Andy Scott knew all too well what he was in for when he was diagnosed with the disease. As a therapist, he had seen the way nerve cells in the brain and spine degenerate, causing muscles to wither and die. He knew his body would decline while his mind would know exactly what was happening.

He chose to emphasize quality of life, opting against machines and tubes that would extend his quantity of days. He died nine months after tests confirmed his muscle twitching was caused by ALS.

“It was just devastating for all of us,” Snider said. “Andy was very popular, and people loved him.”

His story had been chronicled in the Boston Globe and Patriot Ledger newspapers, and co-workers who were shocked by his sudden illness rallied to the family’s aid.

“They sent in troops of people to take care of him and me, which was amazing,” Susan Scott said. “It made everything better because with ALS, it can get pretty grim.”

She stayed in her home in Norwell, a town in Plymouth County about 25 miles south of Boston, from her husband’s death in June 2015 until she moved to a small house on Amelia Street in Fredericksburg in early 2016.

She took a few months to settle in, then started working with Maxim's office in Woodbridge. She was assigned to Cole in May 2016.

The first time she entered his home, Scott wondered what in the world she had gotten herself into. There were so many machines, pieces of equipment which her husband had never used.

Cole had been diagnosed in 2011, and he had a tracheostomy and ventilator to breathe, a feeding tube and a drain for his liver. She had to give him nebulizer treatments and insulin, change his dressings frequently and crush as many as 40 pills daily and feed them through his tube.

By 2016, Cole could no longer could speak. He communicated through an eye tracker, a device in which he’d gaze at the letters on a monitor, then his thoughts would be verbalized.

Previous nurses had gotten frustrated by how long it took Cole to communicate and were reluctant to enter his room, Scott said.

“It takes a tremendous amount of patience to wait for someone to type with his eyes,” she added.


Scott had plenty of time to wait on Cole, as she checked tubes and monitored machines.
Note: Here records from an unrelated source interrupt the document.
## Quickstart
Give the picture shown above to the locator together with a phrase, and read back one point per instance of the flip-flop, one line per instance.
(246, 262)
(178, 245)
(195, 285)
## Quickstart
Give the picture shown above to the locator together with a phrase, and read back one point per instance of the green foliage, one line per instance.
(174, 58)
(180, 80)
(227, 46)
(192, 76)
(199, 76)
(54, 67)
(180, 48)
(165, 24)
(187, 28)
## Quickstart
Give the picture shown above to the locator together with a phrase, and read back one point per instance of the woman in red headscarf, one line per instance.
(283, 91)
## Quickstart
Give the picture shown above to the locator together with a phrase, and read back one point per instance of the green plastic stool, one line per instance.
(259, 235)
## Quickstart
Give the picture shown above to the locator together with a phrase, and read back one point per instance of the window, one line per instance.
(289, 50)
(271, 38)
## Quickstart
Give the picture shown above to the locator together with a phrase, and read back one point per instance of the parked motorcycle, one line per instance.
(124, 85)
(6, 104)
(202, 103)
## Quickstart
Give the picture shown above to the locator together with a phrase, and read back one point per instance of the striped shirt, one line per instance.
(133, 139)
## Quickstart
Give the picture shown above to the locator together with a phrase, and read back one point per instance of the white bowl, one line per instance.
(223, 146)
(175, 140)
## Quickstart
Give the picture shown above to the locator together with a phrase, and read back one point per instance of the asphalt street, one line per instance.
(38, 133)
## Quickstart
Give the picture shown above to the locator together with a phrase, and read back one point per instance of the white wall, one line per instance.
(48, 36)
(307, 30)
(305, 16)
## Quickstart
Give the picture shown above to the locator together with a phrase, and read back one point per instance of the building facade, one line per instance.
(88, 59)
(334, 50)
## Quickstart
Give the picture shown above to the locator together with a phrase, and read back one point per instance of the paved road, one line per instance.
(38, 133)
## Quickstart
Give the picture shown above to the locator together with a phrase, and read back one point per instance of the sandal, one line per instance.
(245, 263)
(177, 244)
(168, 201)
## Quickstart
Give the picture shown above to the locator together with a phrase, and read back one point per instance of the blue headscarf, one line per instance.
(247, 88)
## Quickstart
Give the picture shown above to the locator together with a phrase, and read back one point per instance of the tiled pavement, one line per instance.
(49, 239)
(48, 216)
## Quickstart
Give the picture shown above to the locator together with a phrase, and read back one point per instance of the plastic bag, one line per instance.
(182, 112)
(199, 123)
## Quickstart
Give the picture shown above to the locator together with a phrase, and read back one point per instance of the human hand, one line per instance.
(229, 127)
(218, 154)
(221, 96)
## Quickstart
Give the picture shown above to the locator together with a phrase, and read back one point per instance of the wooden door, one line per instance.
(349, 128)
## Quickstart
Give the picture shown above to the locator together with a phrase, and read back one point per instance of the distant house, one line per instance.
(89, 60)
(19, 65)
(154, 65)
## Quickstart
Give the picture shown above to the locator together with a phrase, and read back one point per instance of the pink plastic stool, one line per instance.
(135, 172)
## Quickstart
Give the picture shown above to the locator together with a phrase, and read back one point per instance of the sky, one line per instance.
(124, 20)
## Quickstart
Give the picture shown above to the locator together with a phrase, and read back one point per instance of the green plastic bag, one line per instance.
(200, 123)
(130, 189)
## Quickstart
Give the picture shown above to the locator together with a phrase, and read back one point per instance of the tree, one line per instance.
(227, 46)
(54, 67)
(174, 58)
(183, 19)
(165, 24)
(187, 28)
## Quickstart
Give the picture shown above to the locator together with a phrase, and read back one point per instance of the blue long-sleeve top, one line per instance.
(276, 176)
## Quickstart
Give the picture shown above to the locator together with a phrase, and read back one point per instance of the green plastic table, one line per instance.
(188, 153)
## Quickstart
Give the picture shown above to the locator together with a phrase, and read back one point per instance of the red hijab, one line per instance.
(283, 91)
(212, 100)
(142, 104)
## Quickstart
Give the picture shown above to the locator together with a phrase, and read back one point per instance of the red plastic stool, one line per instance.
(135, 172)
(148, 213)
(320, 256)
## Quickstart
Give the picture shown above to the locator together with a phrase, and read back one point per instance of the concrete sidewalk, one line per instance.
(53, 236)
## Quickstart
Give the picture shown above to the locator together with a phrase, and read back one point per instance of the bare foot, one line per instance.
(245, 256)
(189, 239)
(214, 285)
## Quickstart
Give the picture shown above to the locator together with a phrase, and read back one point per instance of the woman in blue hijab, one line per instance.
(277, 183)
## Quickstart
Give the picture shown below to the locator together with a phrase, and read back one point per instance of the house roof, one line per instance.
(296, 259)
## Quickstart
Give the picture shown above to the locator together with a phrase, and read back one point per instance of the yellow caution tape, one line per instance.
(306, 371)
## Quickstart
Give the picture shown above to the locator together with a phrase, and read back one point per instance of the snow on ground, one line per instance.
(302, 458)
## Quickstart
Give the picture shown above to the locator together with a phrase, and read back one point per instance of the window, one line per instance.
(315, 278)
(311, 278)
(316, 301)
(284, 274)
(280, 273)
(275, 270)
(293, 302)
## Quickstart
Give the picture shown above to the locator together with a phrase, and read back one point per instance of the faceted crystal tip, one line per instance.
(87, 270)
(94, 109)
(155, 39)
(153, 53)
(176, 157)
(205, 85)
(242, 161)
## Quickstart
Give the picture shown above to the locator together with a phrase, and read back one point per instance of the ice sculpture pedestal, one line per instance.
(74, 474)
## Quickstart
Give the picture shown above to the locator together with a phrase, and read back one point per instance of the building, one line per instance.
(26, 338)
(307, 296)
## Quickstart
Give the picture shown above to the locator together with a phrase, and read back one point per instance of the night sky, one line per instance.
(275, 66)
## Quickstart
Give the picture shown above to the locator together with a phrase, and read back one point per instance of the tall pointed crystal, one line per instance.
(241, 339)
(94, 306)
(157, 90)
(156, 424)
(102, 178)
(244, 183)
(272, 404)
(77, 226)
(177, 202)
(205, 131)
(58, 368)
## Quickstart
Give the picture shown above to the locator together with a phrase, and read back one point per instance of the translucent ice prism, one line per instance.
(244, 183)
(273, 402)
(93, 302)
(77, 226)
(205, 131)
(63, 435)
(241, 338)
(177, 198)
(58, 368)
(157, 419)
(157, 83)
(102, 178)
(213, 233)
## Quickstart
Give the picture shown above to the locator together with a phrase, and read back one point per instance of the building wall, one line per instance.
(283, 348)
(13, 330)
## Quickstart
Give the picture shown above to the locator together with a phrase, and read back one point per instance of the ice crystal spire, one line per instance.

She worked three 12-hour shifts and one four-hour shift each week and was at his side for 2½ years.

In a press release from Maxim, Cole said, through his eye-tracking device, that Scott had become an important part of his team.

“I am lucky to have her as my nurse,” he said. “I feel safe with her and trust her implicitly. She has made the quality of my life and my family’s life much better, and for that I am truly grateful.”

He died less than two weeks later. He’d been admitted to a hospital’s intensive care unit, which Scott visited and sat with his wife, who didn’t want to be included in the story.

“I told her this is the last gift you can give him, to tell him it’s OK to go and die with grace,” Scott said.

The nurse knew Cole’s greatest worry was how his wife would fare, and Scott reassured him as well.

“Look at me,” she said. “I sold my house and moved 500 miles away from everything I knew, and I’m doing fine.”


Scott no longer is living alone in Fredericksburg. Two children are with her, temporarily, with their two giant dogs, another lives in Washington and the fourth is still in Boston. Her sister in Spotsylvania loves the Fredericksburg area, as do Scott’s friends from Boston, who have visited.

Scott took a brief break after Cole’s death, then was matched with a young student with developmental delays. Before her husband got sick, she worked 17 years as a nurse with medically fragile students, and she's glad to be back in school again.

Once more, her life is going full-circle.

She’ll gladly take on other ALS patients, which is fine by Maxim. Scott has become adept at managing equipment, communicating with doctors and being compassionate, said Susan Gibala, a clinical manager.

“Throughout her work with Mr. Cole, Sue was—and is to this day—knowledgeable, kind, caring and humble,” Gibala said.